GAMKI jatim Resmi Laporkan UAS Soal Ujaran Kebencian

SURABAYA TODAY – DPD Gerakan Angkatan Muda Kristen Indonesia (GAMKI) Jawa Timur resmi melaporkan Ustaz Abdul Somad (UAS) ke Polda Jatim atas dugaan ujaran kebencian. Pelaporan ini terkait video UAS soal simbol salib yang viral di media sosial.

Beberapa perwakilan pengurus pun mendatangi Sentra Pelayanan Kepolisian Terpadu (SPKT) Polda Jatim sekitar pukul 12.30 WIB. Oleh pihak SPKT, laporan ini dialihkan ke Subdit Cyber Crime Ditreskrimsus Polda Jatim.

Ketua DPD GAMKI Jatim Rafael Obeng mengatakan pelaporan ini karena banyak masyarakat nasrani yang resah atas ujaran UAS dalam video yang beredar di media sosial. Rafael ingin UAS segera mengklarifikasi.
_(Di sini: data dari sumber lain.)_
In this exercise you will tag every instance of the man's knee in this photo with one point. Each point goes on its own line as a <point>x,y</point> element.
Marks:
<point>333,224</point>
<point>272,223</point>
“Kami ingin melaporkan seseornag yakni Pak Ustaz Abdul Somad yang menyebarkan video tentang ujaran kebencian yang ada di media sosial. Tentu kami berharap bahwa ustaz bisa mengklarifikasi apa yang disampaikan di media sosial,” kata Rafael, Selasa (20/8/2019).

BACA JUGA :  Kesehatan Pencernaan Anak Tak Boleh Diabaikan, Ini Tanda Saluran Cerna yang Sehat

DPD GAMKI Jatim menyatakan salib merupakan simbol agamanya. Rafael tak ingin dengan beredarnya video ini secara luas, akan merusak kehidupan berbangsa dan bernegara.

“Kita melaporkan soal salib. Dalam Kristen salib itu simbol dari agama Kristen dan Katolik. Kalau UAS menyampaikan itu terus dipersepsikan secara salah. Jadi hubungan relasi bernegara kita saudara kita menjadi rusak. Kita harapkan tidak begitu. Oleh karena itu kita datang ke Polda Jatim agar Polda Jatim memanggil UAS untuk mengklarifikasi itu,” lanjutnya.

Rafael mengatakan laporan ini agar bisa diambil pelajaran oleh tokoh agama lain, agar tidak membuat situasi bangsa semakin panas dengan mengatakan isu SARA. Selain itu, Rafael ingin umat Nasrani bisa hidup damai berdampingan dengan penganut agama lain.

BACA JUGA :  Pengemudi Microsleep, Toyota Fortuner Terguling di KM 30 Jagorawi

“Kita berharap seorang tokoh agama sebaiknya apapun yang kita ucapkan tentu harus hati-hati karena negara kita ini lagi sedang panas soal kebencian. Sebagai warga negara walaupun kita bersaudara,” ujar Rafael.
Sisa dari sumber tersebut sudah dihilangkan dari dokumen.